When Execution Gets Cheap, Definition Becomes the Bottleneck

Context now moves faster than the plan. Most teams notice this and react predictably: write less, ship faster, plan in shorter cycles. That reaction is wrong. It treats the symptom and ignores what actually changed. The bottleneck moved. For most of the last twenty years, execution was expensive. Building took months, which created a hidden buffer, time to rethink, to correct mistakes mid-flight, to discover what the product actually was while it was being built. The plan could remain vague because the system corrected itself during execution. That buffer is gone. Execution is now cheap and getting cheaper, while definition, knowing what to build, where value exists, and which decisions the system must support, has become the dominant constraint.


Frameworks Are Containers, Not Definition

Business Model Canvas, JTBD, CJM, prioritization matrices, these are containers. You can fill them with anything, including nonsense, and nothing inside the framework will tell you it is wrong. They produce artifacts that look like definition but contain none of it.

“All models are wrong, but some are useful”

George Box

A model is useful only if it supports a real decision. A canvas filled in isolation supports nothing. It proves that work happened, not that the system is understood. This is the same error that breaks metrics. A metric disconnected from the product model becomes a number. A framework disconnected from a decision becomes a slide. Both create visibility, neither creates direction. The problem is not the tools. It is treating them as deliverables instead of instruments. A framework exists to be used at a specific moment, against a specific decision, and then discarded. If it survives longer than the decision it supported, it is already noise.

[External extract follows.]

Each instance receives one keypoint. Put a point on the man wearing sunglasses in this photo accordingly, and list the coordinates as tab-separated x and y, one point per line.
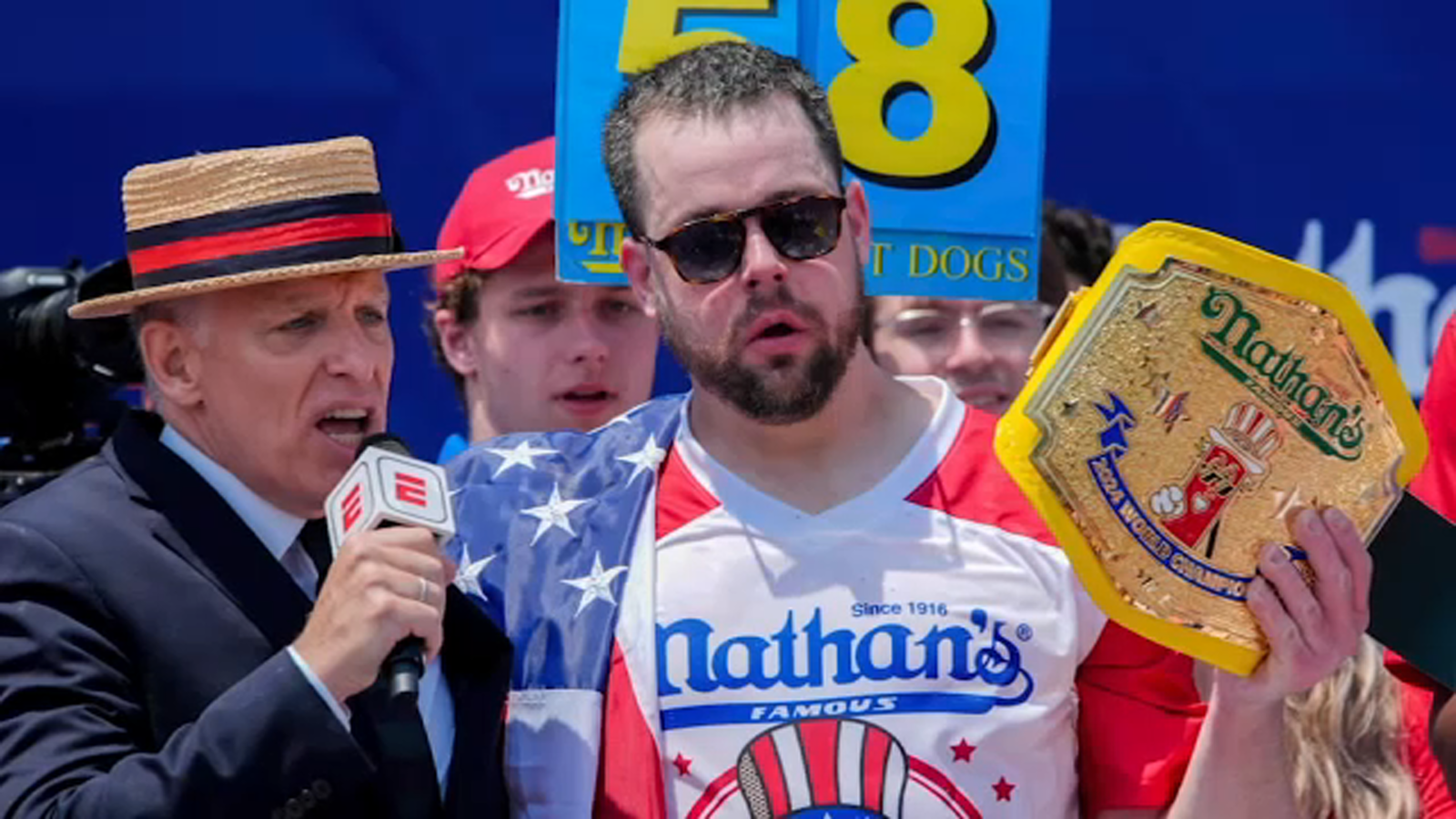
786	593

Plans That Survive a Changing Context

A plan written as a list of features collapses as soon as the context shifts, because features belong to the surface layer and the surface is the first thing that changes. A plan written as a system survives, because structure changes more slowly than implementation. A durable plan does not describe what will be built. It defines what must remain true regardless of what gets built. It captures who the system serves, which states it must support, which transitions are possible, which constraints cannot be violated, and which decisions are already fixed versus intentionally left open. When the future cannot be predicted, planning moves one level down, from features to structure. A plan at this level is shorter, harder to produce, and far more stable. It does not tell the team what to build next week. It defines what remains valid even if next week looks nothing like this one.


What AI Actually Changed

AI did not just accelerate execution. It removed the natural resistance that used to protect teams from bad definition. Before, building anything required time, and that cost forced a question, is this worth building. Execution acted as a filter. Now that filter is gone. A prototype takes hours. A PRD takes minutes. A flow, a concept, a strategy, all can be generated faster than a team can validate them. The gap between idea and artifact has collapsed, but the gap between artifact and correctness has not.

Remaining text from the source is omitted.